En Espagne, où il réside depuis quasiment une demi-décennie, mais aussi en France, en Italie, en Belgique, aux Pays-Bas ou en Allemagne, la formule a trouvé son public. Et il y a quelques mois, l’Académie catalane de la musique distinguait le jeune korafola (joueur de kora) en lui attribuant le prix Alicia, dans la catégorie des talents émergents.
Pour son nouveau projet discographique, baptisé Kairo, le Sénégalais de 27 ans a davantage privilégié ce qui relève de la production et s’est donné le temps qui lui avait fait défaut précédemment. Cette fois, il a essayé ses chansons en live avant de les enregistrer, pour voir ce qu’il pouvait « ajouter, enlever afin qu’elles soient plus matures ».

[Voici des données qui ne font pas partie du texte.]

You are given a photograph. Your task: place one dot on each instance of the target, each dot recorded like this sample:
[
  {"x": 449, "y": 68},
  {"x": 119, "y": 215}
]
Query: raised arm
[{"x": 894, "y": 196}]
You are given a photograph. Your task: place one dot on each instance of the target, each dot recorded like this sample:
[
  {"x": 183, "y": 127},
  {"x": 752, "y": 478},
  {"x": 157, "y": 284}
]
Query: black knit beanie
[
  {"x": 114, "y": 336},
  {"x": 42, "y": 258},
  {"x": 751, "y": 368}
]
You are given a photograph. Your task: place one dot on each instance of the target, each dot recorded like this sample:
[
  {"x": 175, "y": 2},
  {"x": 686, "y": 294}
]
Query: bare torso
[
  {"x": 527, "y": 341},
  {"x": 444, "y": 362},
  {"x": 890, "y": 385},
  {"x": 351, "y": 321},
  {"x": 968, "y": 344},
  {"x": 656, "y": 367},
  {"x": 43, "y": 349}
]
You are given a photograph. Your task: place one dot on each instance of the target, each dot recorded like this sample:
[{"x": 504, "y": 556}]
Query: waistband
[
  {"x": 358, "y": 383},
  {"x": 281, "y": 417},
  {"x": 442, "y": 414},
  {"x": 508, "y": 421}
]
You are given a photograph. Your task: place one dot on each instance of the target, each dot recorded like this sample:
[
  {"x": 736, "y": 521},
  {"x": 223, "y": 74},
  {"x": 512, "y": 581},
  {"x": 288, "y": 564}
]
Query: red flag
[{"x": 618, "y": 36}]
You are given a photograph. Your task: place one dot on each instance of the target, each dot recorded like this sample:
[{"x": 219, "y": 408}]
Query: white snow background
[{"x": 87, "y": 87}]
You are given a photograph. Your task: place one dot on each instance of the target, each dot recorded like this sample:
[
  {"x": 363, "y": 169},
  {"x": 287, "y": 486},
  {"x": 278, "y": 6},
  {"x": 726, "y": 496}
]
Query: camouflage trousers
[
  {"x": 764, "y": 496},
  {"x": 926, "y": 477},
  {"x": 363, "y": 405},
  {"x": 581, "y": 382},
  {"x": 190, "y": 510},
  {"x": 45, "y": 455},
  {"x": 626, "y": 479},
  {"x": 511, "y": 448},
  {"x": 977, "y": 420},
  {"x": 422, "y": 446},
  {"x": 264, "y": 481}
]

Sur le plan artistique, il explique avoir voulu « suivre le même chemin » avec ses trois complices (dont le percussionniste Aleix Tobias, de longue date aux côtés de la réfugiée sahraouie Aziza Brahim) : une rencontre entre sa culture casamançaise, avec ses influences mandingues, et celle de son pays d’accueil – tout musicien doit être perméable à son environnement et s’en inspirer, considère-t-il.
Il s’y était déjà attelé à l’époque de Nio, notamment sur Mansani, une chanson traditionnelle de chez lui qu’il avait « mixée » avec le flamenco andalou, un style dont il est tombé amoureux dès qu’il l’a découvert … sans même savoir que d’autres artistes d’Afrique de l’Ouest avaient déjà emprunté ce pont entre leur continent et la péninsule ibérique, à commencer par le Malien Toumani Diabaté en compagnie du groupe madrilène Ketama sur Songhaï en 1988, mais aussi plus tard Djeli Moussa Diawara, Zal Sissokho (et tout récemment Ali Boulo Santo Cissoko) !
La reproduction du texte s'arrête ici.